Correlation Between Man Wah and PT Ace
Can any of the company-specific risk be diversified away by investing in both Man Wah and PT Ace at the same time? Although using a correlation coefficient on its own may not help to predict future stock returns, this module helps to understand the diversifiable risk of combining Man Wah and PT Ace into the same portfolio, which is an essential part of the fundamental portfolio management process.
By analyzing existing cross correlation between Man Wah Holdings and PT Ace Hardware, you can compare the effects of market volatilities on Man Wah and PT Ace and check how they will diversify away market risk if combined in the same portfolio for a given time horizon. You can also utilize pair trading strategies of matching a long position in Man Wah with a short position of PT Ace. Check out your portfolio center. Please also check ongoing floating volatility patterns of Man Wah and PT Ace.

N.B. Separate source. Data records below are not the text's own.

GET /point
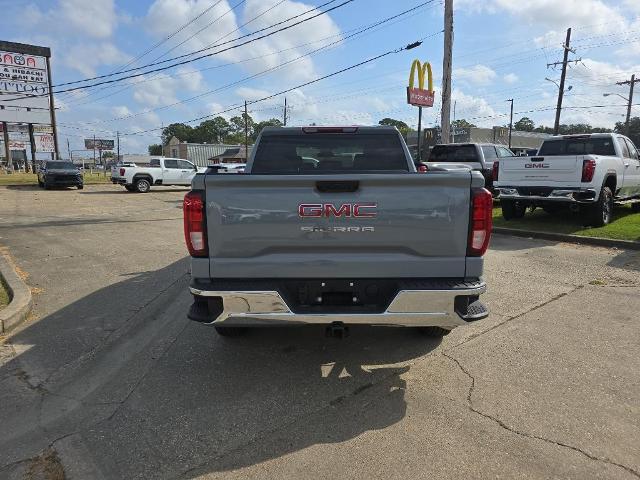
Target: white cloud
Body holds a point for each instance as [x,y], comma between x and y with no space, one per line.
[163,90]
[86,57]
[121,111]
[165,16]
[478,74]
[96,18]
[471,108]
[511,78]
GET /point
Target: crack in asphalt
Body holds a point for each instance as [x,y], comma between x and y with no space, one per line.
[519,315]
[513,430]
[112,332]
[332,404]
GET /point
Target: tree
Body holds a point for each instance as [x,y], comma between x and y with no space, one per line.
[399,124]
[182,132]
[525,124]
[462,123]
[257,128]
[237,128]
[155,149]
[634,129]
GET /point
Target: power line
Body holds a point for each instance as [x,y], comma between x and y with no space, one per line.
[276,67]
[221,44]
[310,82]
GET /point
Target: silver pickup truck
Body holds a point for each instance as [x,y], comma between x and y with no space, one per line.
[334,226]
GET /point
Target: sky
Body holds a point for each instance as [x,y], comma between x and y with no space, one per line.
[501,51]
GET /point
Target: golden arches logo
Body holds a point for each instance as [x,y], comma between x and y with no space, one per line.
[420,96]
[423,69]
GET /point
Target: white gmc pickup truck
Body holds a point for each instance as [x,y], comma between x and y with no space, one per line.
[584,172]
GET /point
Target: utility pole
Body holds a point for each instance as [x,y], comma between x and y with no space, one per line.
[565,61]
[446,71]
[630,83]
[246,132]
[419,133]
[510,121]
[285,112]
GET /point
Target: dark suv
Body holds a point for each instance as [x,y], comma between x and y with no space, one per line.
[58,173]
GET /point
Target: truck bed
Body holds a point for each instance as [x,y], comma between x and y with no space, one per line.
[418,228]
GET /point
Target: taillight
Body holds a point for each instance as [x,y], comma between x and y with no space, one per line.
[588,169]
[481,222]
[195,225]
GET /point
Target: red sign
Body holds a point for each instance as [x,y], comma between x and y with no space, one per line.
[420,97]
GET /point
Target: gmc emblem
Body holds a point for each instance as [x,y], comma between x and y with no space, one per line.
[355,210]
[536,165]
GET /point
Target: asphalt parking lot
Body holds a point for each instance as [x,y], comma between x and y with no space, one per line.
[108,379]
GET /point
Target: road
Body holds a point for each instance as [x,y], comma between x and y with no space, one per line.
[108,379]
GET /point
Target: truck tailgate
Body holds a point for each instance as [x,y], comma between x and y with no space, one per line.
[541,171]
[257,228]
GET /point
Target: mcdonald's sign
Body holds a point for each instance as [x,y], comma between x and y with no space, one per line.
[420,97]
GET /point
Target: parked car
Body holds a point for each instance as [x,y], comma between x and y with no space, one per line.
[588,173]
[59,173]
[115,170]
[161,171]
[476,156]
[357,237]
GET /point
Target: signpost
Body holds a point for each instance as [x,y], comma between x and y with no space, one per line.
[26,97]
[420,97]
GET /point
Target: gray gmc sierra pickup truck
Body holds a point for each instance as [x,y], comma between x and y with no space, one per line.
[334,226]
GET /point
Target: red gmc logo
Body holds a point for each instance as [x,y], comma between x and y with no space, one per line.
[357,210]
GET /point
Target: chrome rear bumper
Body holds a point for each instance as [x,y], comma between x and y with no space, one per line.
[557,195]
[433,307]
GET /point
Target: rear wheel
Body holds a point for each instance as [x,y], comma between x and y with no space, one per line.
[600,213]
[433,332]
[230,331]
[143,185]
[511,209]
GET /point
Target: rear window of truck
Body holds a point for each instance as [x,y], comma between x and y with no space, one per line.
[454,153]
[578,146]
[327,153]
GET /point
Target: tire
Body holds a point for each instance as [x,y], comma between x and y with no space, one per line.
[433,332]
[143,185]
[511,209]
[230,331]
[552,209]
[600,213]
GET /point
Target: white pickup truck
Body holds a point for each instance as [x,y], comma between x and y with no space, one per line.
[586,173]
[160,171]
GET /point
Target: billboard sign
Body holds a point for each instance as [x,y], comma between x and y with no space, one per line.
[98,144]
[44,143]
[420,97]
[24,83]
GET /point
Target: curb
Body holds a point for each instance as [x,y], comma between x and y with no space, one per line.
[565,237]
[21,300]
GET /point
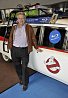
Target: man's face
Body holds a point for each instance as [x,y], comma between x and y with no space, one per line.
[20,19]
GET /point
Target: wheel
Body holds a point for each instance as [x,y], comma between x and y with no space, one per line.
[6,58]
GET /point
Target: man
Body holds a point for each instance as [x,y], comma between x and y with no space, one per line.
[20,42]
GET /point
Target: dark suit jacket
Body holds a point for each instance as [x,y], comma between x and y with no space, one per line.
[30,38]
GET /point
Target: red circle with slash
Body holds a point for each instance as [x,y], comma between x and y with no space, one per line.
[53,65]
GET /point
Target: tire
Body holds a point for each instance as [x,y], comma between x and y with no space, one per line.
[6,58]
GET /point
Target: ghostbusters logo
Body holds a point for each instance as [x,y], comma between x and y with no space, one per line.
[53,65]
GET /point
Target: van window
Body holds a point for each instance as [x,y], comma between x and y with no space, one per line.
[45,40]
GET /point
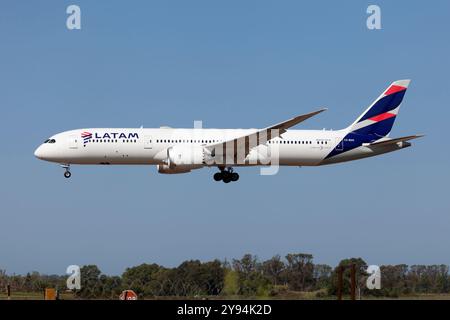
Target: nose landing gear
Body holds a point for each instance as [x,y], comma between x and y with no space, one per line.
[226,175]
[67,173]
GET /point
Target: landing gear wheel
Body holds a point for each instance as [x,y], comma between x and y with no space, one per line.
[227,179]
[226,175]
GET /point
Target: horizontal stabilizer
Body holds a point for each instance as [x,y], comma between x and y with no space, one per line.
[393,141]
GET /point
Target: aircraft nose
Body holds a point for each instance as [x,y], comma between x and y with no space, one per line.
[38,152]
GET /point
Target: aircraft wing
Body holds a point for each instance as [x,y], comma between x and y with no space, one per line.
[394,141]
[244,144]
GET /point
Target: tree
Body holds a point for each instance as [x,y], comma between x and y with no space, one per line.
[361,276]
[273,269]
[91,286]
[141,278]
[252,280]
[299,271]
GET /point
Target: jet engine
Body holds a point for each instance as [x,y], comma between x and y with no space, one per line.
[190,156]
[182,159]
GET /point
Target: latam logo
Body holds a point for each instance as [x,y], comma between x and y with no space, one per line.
[88,136]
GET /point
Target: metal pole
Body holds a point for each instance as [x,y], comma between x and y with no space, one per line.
[353,282]
[340,281]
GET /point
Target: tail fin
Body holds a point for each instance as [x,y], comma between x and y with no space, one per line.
[379,118]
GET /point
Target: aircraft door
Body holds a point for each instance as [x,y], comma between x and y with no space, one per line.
[73,142]
[148,142]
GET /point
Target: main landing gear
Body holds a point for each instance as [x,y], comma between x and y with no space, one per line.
[226,175]
[67,173]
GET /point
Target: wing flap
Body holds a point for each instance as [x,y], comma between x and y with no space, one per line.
[237,149]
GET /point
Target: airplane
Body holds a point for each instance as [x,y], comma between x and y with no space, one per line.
[176,150]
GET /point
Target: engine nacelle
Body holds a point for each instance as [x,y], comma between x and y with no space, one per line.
[185,156]
[165,169]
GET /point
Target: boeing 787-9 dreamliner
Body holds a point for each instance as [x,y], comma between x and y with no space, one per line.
[175,150]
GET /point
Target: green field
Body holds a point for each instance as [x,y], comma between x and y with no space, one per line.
[292,296]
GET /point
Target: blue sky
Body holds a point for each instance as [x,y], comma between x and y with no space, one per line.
[232,64]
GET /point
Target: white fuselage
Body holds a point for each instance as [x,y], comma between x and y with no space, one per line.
[149,146]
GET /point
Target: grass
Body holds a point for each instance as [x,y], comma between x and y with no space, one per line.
[287,296]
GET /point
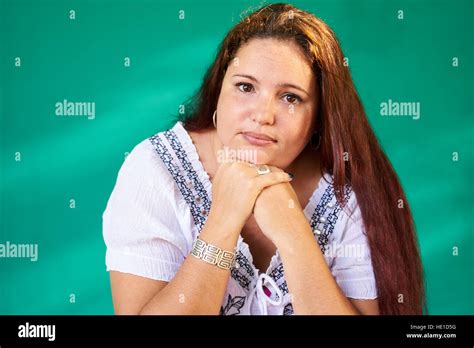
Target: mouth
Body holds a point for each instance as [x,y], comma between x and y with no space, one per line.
[258,139]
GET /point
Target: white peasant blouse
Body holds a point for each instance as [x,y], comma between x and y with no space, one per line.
[160,203]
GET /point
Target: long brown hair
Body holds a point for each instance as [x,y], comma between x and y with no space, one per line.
[345,130]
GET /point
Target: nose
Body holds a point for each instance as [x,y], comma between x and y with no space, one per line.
[264,112]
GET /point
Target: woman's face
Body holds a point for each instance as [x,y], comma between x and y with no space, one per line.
[268,92]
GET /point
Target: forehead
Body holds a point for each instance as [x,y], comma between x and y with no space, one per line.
[273,59]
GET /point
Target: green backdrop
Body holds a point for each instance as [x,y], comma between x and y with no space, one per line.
[420,55]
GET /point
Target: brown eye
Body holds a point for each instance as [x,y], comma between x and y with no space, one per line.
[292,98]
[245,87]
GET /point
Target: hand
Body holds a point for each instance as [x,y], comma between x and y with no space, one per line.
[277,212]
[235,188]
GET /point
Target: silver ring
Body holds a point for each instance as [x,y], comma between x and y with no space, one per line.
[263,169]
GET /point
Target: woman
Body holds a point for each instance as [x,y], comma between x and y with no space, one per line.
[279,142]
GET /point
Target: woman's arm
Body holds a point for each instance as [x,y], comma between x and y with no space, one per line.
[314,289]
[309,279]
[197,288]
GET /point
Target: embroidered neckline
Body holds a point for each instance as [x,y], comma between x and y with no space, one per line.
[178,152]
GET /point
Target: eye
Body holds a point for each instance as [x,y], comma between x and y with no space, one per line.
[292,98]
[245,87]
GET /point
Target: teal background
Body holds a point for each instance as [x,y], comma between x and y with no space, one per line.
[65,158]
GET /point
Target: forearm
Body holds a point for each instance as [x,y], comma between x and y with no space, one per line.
[198,287]
[314,289]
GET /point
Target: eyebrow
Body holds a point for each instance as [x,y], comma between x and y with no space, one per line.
[280,84]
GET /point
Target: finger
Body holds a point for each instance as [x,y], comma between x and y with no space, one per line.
[265,180]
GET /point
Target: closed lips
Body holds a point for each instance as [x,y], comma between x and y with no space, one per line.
[260,136]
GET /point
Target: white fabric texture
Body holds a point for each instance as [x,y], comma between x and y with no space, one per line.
[160,202]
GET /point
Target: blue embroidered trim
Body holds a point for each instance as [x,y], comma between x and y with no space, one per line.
[199,202]
[326,228]
[196,196]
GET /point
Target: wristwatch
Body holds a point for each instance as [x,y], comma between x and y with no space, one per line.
[213,254]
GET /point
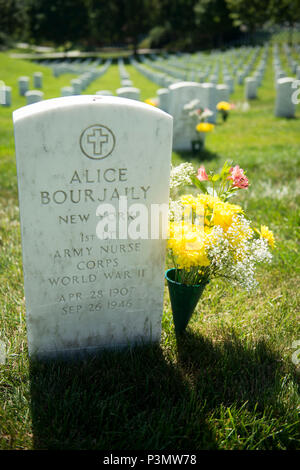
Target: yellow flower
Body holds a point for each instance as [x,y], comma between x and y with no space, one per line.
[188,245]
[151,102]
[223,106]
[224,212]
[268,235]
[204,127]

Diversification Opportunities for Man Wah and PT Ace
Modest diversification
The 3 months correlation between Man and 4AH1 is 0.25. Overlapping area represents the amount of risk that can be diversified away by holding Man Wah Holdings and PT Ace Hardware in the same portfolio, assuming nothing else is changed. The correlation between historical prices or returns on PT Ace Hardware and Man Wah is a relative statistical measure of the degree to which these equity instruments tend to move together. The correlation coefficient measures the extent to which returns on Man Wah Holdings are associated (or correlated) with PT Ace. Values of the correlation coefficient range from -1 to +1, where. The correlation of zero (0) is possible when the price movement of PT Ace Hardware has no effect on the direction of Man Wah i.e., Man Wah and PT Ace go up and down completely randomly.

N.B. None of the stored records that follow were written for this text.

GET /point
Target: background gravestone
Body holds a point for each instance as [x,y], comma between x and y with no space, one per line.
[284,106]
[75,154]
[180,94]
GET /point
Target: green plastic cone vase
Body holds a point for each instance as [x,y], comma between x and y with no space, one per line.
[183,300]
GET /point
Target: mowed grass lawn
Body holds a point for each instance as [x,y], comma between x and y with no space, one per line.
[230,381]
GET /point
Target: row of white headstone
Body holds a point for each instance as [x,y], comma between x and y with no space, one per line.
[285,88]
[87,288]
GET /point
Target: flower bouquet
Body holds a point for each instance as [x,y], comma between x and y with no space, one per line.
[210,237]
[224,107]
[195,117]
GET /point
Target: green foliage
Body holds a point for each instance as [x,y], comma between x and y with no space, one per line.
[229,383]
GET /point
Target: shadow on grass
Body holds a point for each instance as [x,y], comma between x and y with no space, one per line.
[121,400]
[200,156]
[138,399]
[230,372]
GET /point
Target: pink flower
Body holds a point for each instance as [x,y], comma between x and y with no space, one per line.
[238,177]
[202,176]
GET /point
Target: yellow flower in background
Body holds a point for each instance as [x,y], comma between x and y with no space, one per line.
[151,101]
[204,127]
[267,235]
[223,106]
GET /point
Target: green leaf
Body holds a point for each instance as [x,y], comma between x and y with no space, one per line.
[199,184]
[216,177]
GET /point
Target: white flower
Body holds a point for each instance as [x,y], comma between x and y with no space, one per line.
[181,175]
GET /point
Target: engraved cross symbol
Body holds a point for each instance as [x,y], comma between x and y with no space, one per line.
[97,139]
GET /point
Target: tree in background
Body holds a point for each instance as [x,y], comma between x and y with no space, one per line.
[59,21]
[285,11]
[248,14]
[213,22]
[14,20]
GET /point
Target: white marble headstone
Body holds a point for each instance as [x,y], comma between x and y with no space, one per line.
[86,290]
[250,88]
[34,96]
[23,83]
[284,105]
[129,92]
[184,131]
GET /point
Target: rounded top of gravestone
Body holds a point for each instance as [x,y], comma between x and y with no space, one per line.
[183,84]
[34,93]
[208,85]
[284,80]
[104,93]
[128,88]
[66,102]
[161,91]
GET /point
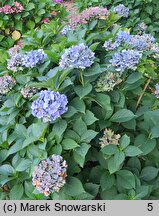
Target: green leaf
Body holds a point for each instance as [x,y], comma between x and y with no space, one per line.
[124,141]
[103,100]
[155,132]
[123,115]
[107,181]
[30,24]
[79,126]
[59,128]
[115,162]
[149,173]
[95,69]
[82,91]
[89,118]
[88,136]
[130,124]
[134,77]
[7,170]
[24,164]
[126,179]
[132,151]
[68,144]
[145,144]
[109,149]
[78,104]
[73,186]
[142,191]
[16,192]
[80,153]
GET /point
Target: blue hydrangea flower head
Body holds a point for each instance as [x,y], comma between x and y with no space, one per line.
[50,175]
[123,37]
[79,56]
[6,84]
[49,106]
[142,42]
[126,59]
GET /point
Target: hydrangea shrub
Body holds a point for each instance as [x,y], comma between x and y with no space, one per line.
[79,111]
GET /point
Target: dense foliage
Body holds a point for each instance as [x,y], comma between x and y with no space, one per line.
[79,104]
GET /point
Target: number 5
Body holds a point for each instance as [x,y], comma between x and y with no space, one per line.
[150,206]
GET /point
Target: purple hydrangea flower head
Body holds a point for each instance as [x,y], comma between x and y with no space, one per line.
[50,175]
[49,106]
[123,37]
[126,59]
[142,42]
[110,45]
[28,92]
[6,84]
[65,30]
[121,10]
[34,57]
[142,27]
[57,1]
[79,56]
[157,90]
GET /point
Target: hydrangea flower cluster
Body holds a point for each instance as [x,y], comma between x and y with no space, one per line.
[142,42]
[157,90]
[29,60]
[125,59]
[109,138]
[110,45]
[28,92]
[45,20]
[14,50]
[7,9]
[122,37]
[57,1]
[79,56]
[49,106]
[50,175]
[121,10]
[107,81]
[87,15]
[6,84]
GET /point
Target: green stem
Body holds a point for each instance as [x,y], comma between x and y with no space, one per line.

Pair Corralation between Man Wah and PT Ace
Assuming the 90 days horizon Man Wah Holdings is expected to generate 1.25 times more return on investment than PT Ace. However, Man Wah is 1.25 times more volatile than PT Ace Hardware. It trades about 0.08 of its potential returns per unit of risk. PT Ace Hardware is currently generating about -0.02 per unit of risk. If you would invest 46.00 in Man Wah Holdings on September 26, 2024 and sell it today you would earn a total of 10.00 from holding Man Wah Holdings or generate 21.74% return on investment over 90 days.

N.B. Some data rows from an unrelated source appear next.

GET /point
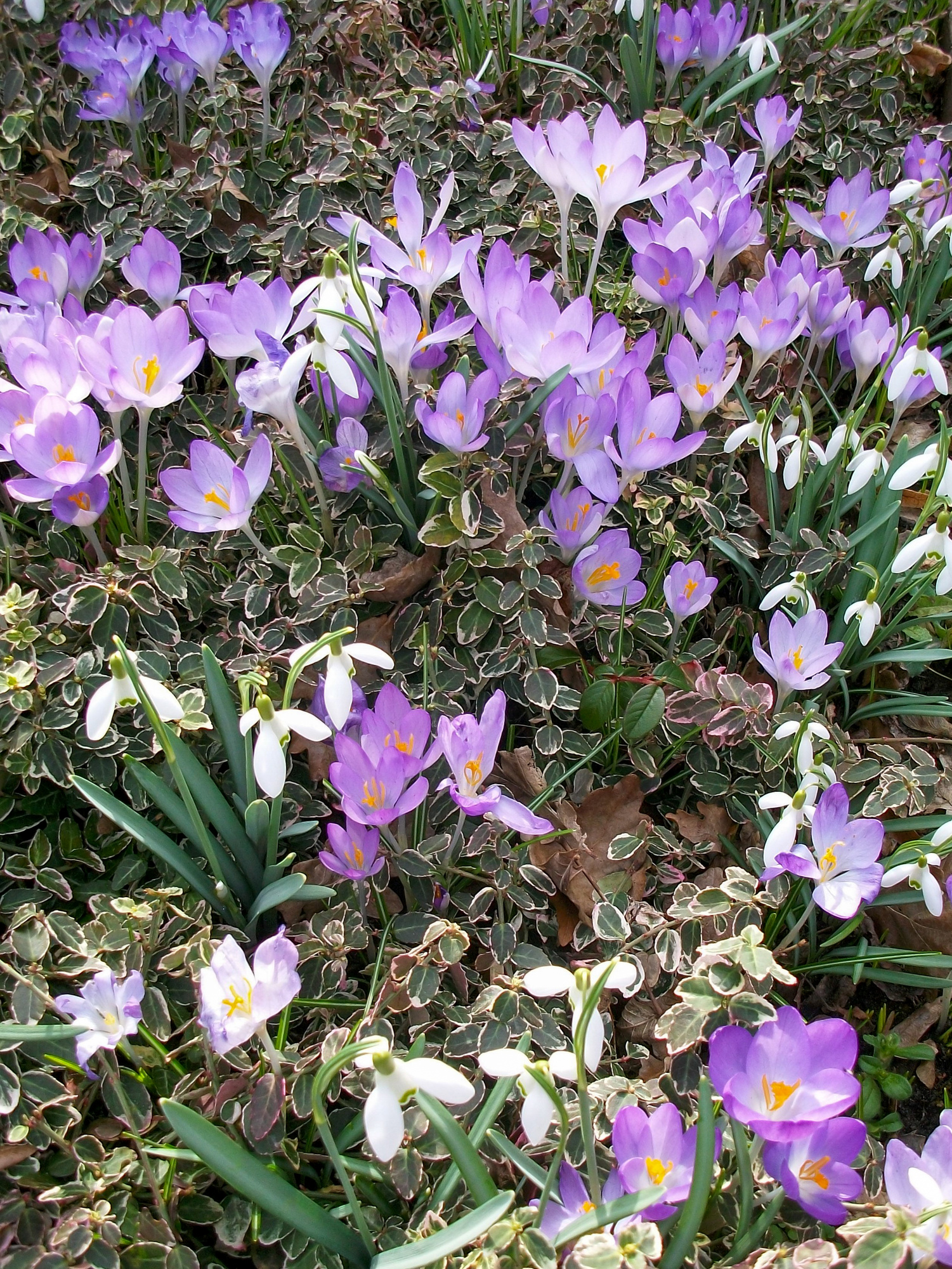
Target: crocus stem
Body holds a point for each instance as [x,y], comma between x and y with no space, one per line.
[91,536]
[143,474]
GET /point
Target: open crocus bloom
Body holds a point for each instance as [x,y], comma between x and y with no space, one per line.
[790,1077]
[552,980]
[238,1001]
[395,1081]
[110,1007]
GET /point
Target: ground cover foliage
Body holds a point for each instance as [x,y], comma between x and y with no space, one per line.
[475,718]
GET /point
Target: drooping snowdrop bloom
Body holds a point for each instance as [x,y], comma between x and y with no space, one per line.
[395,1081]
[275,727]
[537,1108]
[119,691]
[110,1008]
[470,748]
[920,879]
[552,980]
[239,999]
[933,548]
[338,687]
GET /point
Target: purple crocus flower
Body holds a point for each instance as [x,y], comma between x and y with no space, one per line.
[663,276]
[604,573]
[82,504]
[577,427]
[573,520]
[646,428]
[60,450]
[767,323]
[234,322]
[688,589]
[155,267]
[214,493]
[394,724]
[843,861]
[655,1150]
[538,339]
[470,748]
[788,1078]
[261,37]
[456,422]
[40,267]
[701,383]
[815,1171]
[338,466]
[710,315]
[799,653]
[677,41]
[923,1182]
[353,851]
[374,790]
[773,128]
[851,215]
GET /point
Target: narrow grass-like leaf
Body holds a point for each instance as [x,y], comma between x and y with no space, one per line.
[438,1247]
[153,839]
[461,1149]
[268,1190]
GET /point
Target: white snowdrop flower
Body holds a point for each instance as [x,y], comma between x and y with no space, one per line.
[119,691]
[537,1108]
[919,879]
[551,980]
[275,727]
[395,1081]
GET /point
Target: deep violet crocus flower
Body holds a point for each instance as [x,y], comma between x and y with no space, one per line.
[851,216]
[843,861]
[688,589]
[646,428]
[799,653]
[355,851]
[604,573]
[815,1171]
[456,422]
[470,748]
[155,267]
[788,1078]
[573,520]
[214,493]
[773,128]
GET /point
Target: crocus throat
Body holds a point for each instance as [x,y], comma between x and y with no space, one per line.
[777,1093]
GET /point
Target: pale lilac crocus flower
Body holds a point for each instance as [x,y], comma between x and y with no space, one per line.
[456,422]
[355,852]
[573,520]
[701,383]
[214,494]
[155,267]
[851,216]
[606,572]
[773,128]
[239,999]
[110,1008]
[799,653]
[470,748]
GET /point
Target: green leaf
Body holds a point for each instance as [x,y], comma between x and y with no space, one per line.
[153,839]
[461,1149]
[256,1182]
[438,1247]
[607,1214]
[644,713]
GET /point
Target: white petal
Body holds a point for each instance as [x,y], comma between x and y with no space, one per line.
[500,1063]
[100,711]
[384,1122]
[549,980]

Time Period | 3 Months [change] |
Direction | Moves Together |
Strength | Very Weak |
Accuracy | 100.0% |
Values | Daily Returns |
Man Wah Holdings vs. PT Ace Hardware
Performance |
Timeline |
Man Wah Holdings |
PT Ace Hardware |
Man Wah and PT Ace Volatility Contrast
Predicted Return Density |
Returns |
Pair Trading with Man Wah and PT Ace
The main advantage of trading using opposite Man Wah and PT Ace positions is that it hedges away some unsystematic risk. Because of two separate transactions, even if Man Wah position performs unexpectedly, PT Ace can make up some of the losses. Pair trading also minimizes risk from directional movements in the market. For example, if an entire industry or sector drops because of unexpected headlines, the short position in PT Ace will offset losses from the drop in PT Ace's long position.Man Wah vs. Fortune Brands Home | Man Wah vs. Tempur Sealy International | Man Wah vs. Howden Joinery Group | Man Wah vs. Hisense Home Appliances |
PT Ace vs. Fortune Brands Home | PT Ace vs. Tempur Sealy International | PT Ace vs. Howden Joinery Group | PT Ace vs. Man Wah Holdings |
Check out your portfolio center.Note that this page's information should be used as a complementary analysis to find the right mix of equity instruments to add to your existing portfolios or create a brand new portfolio. You can also try the ETF Categories module to list of ETF categories grouped based on various criteria, such as the investment strategy or type of investments.